How Europe Underdeveloped Africa

Current price: $26.95
Publication Date: November 27th, 2018
Publisher:
Verso
ISBN:
9781788731188
Pages:
416
Usually Ships within 5 Days from our Wholesaler

Description

The classic work of political, economic, and historical analysis, powerfully introduced by Angela Davis

In his short life, the Guyanese intellectual Walter Rodney emerged as one of the leading thinkers and activists of the anticolonial revolution, leading movements in North America, South America, the African continent, and the Caribbean. In each locale, Rodney found himself a lightning rod for working class Black Power. His deportation catalyzed 20th century Jamaica's most significant rebellion, the 1968 Rodney riots, and his scholarship trained a generation how to think politics at an international scale. In 1980, shortly after founding of the Working People's Alliance in Guyana, the 38-year-old Rodney would be assassinated.

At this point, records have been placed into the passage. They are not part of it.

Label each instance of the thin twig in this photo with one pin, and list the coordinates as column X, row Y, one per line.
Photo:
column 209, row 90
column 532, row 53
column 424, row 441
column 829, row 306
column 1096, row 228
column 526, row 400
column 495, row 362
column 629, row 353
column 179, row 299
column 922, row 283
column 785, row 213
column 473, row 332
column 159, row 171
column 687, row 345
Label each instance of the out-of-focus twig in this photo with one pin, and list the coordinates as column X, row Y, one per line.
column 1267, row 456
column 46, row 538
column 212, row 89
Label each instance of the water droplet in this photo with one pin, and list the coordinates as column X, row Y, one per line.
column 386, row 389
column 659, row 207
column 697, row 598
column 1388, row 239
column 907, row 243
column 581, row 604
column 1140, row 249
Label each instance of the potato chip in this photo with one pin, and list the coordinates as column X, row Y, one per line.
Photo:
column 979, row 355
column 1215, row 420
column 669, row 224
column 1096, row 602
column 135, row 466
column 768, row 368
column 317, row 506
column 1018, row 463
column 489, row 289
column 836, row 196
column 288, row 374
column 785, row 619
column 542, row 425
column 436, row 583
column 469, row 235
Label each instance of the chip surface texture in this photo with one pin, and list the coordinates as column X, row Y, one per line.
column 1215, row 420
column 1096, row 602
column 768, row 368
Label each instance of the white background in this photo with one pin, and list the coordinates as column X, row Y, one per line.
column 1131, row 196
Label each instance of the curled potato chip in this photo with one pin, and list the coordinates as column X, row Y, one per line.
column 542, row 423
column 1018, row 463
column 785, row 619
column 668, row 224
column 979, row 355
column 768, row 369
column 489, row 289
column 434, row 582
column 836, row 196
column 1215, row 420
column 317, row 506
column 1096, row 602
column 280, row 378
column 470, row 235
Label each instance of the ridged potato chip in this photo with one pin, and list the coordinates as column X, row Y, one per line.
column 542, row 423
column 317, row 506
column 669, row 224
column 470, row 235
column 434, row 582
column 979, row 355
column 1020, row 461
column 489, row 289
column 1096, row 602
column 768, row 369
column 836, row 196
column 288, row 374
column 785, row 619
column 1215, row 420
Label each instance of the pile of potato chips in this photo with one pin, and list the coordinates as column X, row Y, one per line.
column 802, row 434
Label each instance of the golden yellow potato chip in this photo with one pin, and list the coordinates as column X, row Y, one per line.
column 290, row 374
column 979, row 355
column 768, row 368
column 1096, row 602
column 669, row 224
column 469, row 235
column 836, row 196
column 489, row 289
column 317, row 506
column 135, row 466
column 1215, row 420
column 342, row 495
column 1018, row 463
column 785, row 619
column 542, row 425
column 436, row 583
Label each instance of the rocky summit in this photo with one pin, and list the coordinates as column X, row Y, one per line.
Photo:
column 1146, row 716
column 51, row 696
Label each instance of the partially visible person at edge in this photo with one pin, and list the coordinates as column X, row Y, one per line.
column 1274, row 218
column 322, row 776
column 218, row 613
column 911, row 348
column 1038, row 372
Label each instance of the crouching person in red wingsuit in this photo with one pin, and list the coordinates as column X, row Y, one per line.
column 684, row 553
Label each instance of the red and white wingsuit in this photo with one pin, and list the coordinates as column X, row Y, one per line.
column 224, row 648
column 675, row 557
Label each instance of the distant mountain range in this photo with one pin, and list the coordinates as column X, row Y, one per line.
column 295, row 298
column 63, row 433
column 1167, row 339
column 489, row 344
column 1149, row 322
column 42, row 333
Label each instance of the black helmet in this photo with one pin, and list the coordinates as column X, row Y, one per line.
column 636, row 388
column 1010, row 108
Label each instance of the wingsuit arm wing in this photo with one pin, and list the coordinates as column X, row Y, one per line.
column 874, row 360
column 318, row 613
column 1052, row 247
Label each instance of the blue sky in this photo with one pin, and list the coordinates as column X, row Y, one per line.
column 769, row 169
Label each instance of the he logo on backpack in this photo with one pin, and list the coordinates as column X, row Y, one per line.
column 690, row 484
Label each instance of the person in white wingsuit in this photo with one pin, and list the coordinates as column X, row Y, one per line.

In his magnum opus, How Europe Underdeveloped Africa, Rodney incisively argues that grasping "the great divergence" between the west and the rest can only be explained as the exploitation of the latter by the former. This meticulously researched analysis of the abiding repercussions of European colonialism on the continent of Africa has not only informed decades of scholarship and activism, it remains an indispensable study for grasping global inequality today.

About the Author

Walter Rodney was an internationally renowned historian of colonialism and a leader of Black Power and Pan-African movements across the diaspora, most notably the Guyanese Working People's Alliance. His life and work brought together struggles for independence on the African continent with the strivings of the black working classes of North America and the Caribbean basin. On June the 13th, 1980, Rodney was assassinated, most likely by the then-president of Guyana. He was 38 years old.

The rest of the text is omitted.